Last week the Nobel Prize in Economics was awarded to Hurwicz, Maskin and Myerson for laying the foundations of the mechanism design theory. Interestingly, a practical implementation of this theory being worked on by P2P researchers. They believe that the principles from the mechanism design theory can be used to motivate people to share.
TorrentFreak spoke to Dr. Ir. Johan Pouwelse, researcher on P2P technology at Delft University of Technology, who is currently working with the Harvard mechanism design group. He told us: “We use the Nobel prize winning theory as a recipe for improving BitTorrent.”

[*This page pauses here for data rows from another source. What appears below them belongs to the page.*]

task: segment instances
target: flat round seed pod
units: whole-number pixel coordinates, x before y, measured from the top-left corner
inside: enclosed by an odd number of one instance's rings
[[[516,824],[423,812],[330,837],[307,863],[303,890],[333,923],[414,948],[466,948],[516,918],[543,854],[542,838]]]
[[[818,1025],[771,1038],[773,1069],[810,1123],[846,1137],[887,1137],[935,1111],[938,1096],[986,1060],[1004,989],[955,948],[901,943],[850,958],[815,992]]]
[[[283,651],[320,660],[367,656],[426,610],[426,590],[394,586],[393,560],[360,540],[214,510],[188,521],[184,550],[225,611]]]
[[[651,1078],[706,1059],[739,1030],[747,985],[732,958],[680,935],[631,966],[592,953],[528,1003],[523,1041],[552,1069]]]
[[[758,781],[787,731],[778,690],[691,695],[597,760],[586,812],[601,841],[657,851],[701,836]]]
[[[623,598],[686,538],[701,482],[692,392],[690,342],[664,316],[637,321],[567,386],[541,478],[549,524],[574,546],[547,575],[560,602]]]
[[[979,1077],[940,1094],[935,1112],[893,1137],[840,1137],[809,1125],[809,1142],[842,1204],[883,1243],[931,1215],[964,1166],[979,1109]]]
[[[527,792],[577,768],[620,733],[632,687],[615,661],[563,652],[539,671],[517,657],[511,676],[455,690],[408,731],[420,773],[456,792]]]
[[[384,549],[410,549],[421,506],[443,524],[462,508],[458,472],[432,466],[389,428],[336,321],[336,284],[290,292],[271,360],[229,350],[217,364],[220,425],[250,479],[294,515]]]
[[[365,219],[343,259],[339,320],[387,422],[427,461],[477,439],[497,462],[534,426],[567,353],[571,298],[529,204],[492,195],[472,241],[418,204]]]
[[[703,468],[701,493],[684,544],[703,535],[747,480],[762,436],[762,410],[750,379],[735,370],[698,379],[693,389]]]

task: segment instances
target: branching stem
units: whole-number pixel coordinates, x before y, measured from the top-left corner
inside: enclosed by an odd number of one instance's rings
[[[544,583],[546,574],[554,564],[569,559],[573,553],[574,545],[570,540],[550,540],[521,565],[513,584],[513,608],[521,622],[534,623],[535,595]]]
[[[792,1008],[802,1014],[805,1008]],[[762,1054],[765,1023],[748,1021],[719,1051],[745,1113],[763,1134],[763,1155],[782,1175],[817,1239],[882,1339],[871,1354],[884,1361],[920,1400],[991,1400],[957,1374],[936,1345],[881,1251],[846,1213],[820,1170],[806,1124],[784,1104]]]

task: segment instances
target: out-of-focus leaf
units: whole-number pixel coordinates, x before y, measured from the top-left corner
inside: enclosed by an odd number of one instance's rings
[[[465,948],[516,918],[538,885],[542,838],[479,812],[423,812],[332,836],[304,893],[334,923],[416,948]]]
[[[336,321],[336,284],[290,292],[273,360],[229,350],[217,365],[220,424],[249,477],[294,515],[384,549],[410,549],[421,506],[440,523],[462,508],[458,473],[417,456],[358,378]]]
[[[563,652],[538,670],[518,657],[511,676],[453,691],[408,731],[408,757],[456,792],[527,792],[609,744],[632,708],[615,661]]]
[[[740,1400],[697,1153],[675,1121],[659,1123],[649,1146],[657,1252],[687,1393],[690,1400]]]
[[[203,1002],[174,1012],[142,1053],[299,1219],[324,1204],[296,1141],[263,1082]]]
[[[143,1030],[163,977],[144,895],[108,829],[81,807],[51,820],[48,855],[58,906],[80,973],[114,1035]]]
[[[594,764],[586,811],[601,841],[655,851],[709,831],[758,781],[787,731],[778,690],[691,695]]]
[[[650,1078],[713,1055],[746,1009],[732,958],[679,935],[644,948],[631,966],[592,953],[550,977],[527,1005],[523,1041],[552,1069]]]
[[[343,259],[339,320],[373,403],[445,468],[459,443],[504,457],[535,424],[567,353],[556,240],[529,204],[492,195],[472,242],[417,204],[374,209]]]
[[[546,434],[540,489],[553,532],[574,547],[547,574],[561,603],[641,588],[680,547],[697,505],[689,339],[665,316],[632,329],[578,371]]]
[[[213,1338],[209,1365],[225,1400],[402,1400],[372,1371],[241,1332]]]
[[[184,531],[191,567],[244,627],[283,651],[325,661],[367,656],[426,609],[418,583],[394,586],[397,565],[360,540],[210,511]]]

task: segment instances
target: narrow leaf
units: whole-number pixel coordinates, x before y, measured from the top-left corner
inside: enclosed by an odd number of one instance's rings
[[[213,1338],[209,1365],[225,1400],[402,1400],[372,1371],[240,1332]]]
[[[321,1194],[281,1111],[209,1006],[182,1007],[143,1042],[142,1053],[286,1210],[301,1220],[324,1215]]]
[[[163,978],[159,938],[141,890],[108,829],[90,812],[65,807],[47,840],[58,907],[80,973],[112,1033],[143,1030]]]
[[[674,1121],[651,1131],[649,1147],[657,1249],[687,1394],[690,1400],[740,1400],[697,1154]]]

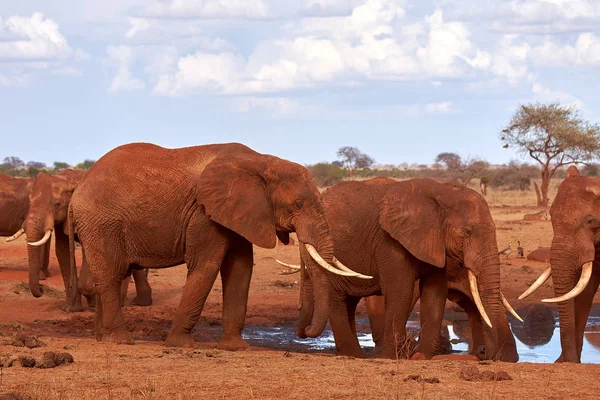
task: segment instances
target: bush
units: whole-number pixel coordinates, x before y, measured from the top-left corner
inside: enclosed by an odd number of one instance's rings
[[[333,186],[347,175],[346,170],[329,163],[318,163],[306,167],[313,180],[320,187]]]

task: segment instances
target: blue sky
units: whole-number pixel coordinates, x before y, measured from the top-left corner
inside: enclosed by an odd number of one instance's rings
[[[600,122],[595,0],[0,2],[0,158],[239,141],[303,164],[516,158],[521,103]]]

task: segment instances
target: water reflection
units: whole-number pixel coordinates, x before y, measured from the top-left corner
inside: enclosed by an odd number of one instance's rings
[[[553,363],[560,355],[560,332],[555,309],[543,304],[532,304],[517,309],[524,323],[509,318],[515,335],[520,362]],[[375,348],[366,319],[357,319],[358,339],[366,353]],[[409,320],[408,329],[419,327],[419,315],[415,313]],[[299,352],[335,352],[333,333],[327,326],[323,334],[315,339],[299,339],[293,325],[272,328],[248,326],[244,338],[254,346],[286,349]],[[471,328],[465,313],[454,313],[451,324],[445,327],[442,335],[452,344],[453,352],[467,352]],[[600,306],[590,312],[584,334],[581,361],[600,363]]]

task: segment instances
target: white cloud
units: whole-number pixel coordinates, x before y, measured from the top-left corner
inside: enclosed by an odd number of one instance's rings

A lot of people probably wonder how an economical theory can improve the performance of a BitTorrent client, Pouwelse explains: “A structured scientific advancement of P2P file sharing was really lacking. With Mechanism Design we can go beyond the current trial-and-error methodology. We are working on a mechanism design based solution for all 9 elementary actions in P2P by using a distributed reputation system and mechanism that does not degrade to a single shot prisoners dilemma, such as BitTorrent tit-fot-tat”
What Pouwelse is basically saying is that the mechanism design theory will be used to improve download speed and to make sure that content will be available for the long run, even when it’s not really popular. This is especially useful in BitTorrent streaming solutions where the incentive to keep sharing is relatively low.
The Nobel-powered BitTorrent/P2P client supports both regular .torrent downloads, but can also be used to stream videos from YouTube and Liveleak. As we reported earlier, the client also enhances the standard tit-for-tat BitTorrent algorithms with a so called give-to-get algorithm where bandwidth is used as a currency.
It is good to see that – unlike what others claim – p2p innovation is still alive and kicking, even in the land of the free and the home of the RIAA/MPAA.